Teniendo en cuenta la situación específica colombiana, los biocarburantes tienen que jugar un papel muy importante en las próximas décadas, y para eso las directivas de sostenibilidad europeas pueden ser una referencia, y medidas políticas de eliminación de las emisiones directas de CO2 como las promulgadas en España no deberían ser aplicables de momento al caso colombiano por las siguientes razones:
- El elevado potencial agrícola colombiano que actualmente está infrautilizado, lo que permitiría el desarrollo de la agroenergía, condicionado a que se garanticen los mecanismos para que los productores de biocombustibles no pongan en riesgo la seguridad alimentaria del país [23].
- Necesidad de aprovechar altos volúmenes de residuos de las agroindustrias de la caña de azúcar y de la palma de aceite.
- La sustitución de cultivos ilícitos y la recuperación de tierras degradadas por la ganadería intensiva.
- La vulnerabilidad del sistema de generación eléctrica basado principalmente en la hidroelectricidad.

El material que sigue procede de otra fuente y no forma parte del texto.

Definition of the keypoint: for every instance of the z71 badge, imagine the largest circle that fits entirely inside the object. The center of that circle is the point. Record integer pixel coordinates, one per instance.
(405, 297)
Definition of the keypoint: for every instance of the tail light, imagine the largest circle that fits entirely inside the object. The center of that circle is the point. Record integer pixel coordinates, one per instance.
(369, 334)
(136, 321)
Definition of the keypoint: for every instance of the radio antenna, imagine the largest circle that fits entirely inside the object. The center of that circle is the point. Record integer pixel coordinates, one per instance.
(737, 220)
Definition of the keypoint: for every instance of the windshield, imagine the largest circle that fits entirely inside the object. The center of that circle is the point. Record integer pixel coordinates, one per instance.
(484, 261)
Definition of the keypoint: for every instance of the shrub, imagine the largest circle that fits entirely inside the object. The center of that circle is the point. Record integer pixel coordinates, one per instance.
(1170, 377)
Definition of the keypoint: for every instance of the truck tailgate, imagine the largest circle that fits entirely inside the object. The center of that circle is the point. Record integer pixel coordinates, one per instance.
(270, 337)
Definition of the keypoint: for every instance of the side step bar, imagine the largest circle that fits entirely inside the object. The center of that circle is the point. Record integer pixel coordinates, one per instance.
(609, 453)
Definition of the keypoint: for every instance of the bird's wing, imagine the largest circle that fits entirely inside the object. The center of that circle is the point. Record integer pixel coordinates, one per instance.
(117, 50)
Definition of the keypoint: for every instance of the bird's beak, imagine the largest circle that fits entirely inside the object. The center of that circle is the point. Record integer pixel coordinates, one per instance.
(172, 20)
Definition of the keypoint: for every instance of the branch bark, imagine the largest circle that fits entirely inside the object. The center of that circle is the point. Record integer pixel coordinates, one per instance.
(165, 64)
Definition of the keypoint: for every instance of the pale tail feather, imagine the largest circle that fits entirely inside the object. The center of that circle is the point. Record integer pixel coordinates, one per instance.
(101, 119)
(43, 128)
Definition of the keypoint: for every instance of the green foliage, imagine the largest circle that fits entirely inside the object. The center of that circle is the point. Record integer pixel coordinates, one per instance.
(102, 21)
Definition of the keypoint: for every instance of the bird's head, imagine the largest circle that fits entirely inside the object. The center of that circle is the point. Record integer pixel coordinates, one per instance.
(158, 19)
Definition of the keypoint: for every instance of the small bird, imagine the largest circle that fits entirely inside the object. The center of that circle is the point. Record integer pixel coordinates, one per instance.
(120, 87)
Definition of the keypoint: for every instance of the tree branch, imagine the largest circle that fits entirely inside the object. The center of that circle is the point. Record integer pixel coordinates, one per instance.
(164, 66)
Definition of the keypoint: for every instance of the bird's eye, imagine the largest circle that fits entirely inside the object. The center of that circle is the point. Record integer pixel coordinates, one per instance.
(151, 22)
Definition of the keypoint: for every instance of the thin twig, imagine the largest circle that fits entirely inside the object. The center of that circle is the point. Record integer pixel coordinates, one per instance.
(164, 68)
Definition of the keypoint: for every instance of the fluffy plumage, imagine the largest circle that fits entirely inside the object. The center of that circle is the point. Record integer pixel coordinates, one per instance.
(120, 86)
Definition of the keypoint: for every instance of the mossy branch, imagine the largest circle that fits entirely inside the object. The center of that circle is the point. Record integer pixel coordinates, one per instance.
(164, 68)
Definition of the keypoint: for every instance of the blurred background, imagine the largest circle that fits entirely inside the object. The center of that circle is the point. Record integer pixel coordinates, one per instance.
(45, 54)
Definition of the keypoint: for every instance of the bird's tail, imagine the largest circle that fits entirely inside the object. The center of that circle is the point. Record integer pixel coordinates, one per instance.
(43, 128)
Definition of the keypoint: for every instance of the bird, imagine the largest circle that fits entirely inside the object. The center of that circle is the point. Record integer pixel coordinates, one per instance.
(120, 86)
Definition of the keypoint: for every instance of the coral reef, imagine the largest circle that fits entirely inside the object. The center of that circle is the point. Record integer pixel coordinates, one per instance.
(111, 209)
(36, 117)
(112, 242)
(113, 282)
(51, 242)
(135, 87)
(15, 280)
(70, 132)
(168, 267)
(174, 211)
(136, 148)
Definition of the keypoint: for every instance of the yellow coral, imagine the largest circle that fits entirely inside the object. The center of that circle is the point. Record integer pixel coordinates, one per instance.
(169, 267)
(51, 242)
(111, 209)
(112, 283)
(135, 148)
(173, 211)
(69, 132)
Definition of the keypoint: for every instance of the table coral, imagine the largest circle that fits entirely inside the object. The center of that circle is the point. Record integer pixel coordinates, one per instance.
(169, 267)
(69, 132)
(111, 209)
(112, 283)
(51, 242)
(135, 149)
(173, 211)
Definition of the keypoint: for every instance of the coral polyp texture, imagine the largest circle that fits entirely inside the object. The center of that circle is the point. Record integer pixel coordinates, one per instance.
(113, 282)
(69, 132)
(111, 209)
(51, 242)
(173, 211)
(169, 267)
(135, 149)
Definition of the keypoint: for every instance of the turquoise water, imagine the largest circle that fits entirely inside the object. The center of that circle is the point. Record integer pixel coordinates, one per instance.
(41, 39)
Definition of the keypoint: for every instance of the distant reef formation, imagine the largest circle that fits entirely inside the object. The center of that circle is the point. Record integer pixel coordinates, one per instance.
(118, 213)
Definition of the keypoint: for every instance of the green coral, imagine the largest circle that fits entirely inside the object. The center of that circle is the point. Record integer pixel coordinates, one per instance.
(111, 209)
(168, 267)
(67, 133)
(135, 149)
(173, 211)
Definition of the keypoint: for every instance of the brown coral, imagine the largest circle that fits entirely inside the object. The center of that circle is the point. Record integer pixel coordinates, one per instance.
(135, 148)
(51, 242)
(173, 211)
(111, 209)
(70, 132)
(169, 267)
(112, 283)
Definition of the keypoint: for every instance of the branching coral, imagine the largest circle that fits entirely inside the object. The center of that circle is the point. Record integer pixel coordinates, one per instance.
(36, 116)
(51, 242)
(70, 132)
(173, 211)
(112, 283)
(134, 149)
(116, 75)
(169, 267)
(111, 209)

- La falta de preparación para afrontar mejoras tecnológicas de las instalaciones.
- La necesidad de incluir la biomasa en la generación eléctrica por su capacidad de almacenamiento, lo cual haría contradictorio no fomentar igualmente la biopropulsión.
Si Colombia incorpora la última directiva europea en biocarburantes (EU 2018/2001), claramente deberá olvidarse de continuar utilizando el aceite de palma como materia prima para producir biodiésel y diésel renovable, por ser considerada de alto riesgo en el indicador de cambio en los usos de la tierra (ILUC). Los tres parámetros considerados en esta metodología afectan a superficies con más de 100.000 ha de monocultivo, que hayan presentado una expansión anual de terrenos de producción desde 2008 mayores al 1%, y cuya proporción en la expansión de cultivos en tierras con elevadas reservas de carbono supere el 10%. Si a pesar de estos criterios de insostenibilidad se siguiera apostando por la palma con argumentos de tipo social y económico, deberá vigilarse estrechamente que no se afecten bosques tropicales y que no se produzca más expansión en la dedicación agrícola a la palma.
Reflexión pos-pandemia
Esta pandemia ha servido para observar que con un cambio de actitud, al margen de políticas de promoción de biocarburantes y de electrificación vía fuentes renovables no convencionales, es posible adoptar otras formas de movilidad no motorizada que pueden representar enormes ahorros de energía y por tanto de emisiones. Dicho cambio en las actitudes impactaría directamente la lucha contra el cambio climático. Pero se está desaprovechando la oportunidad de dar los mensajes adecuados, porque los que se están dando están motivando el uso masificado de los vehículos particulares, de no aprovechar la movilidad compartida, y generando grandes cantidades de residuos asociados al manejo sanitario del Covid-19.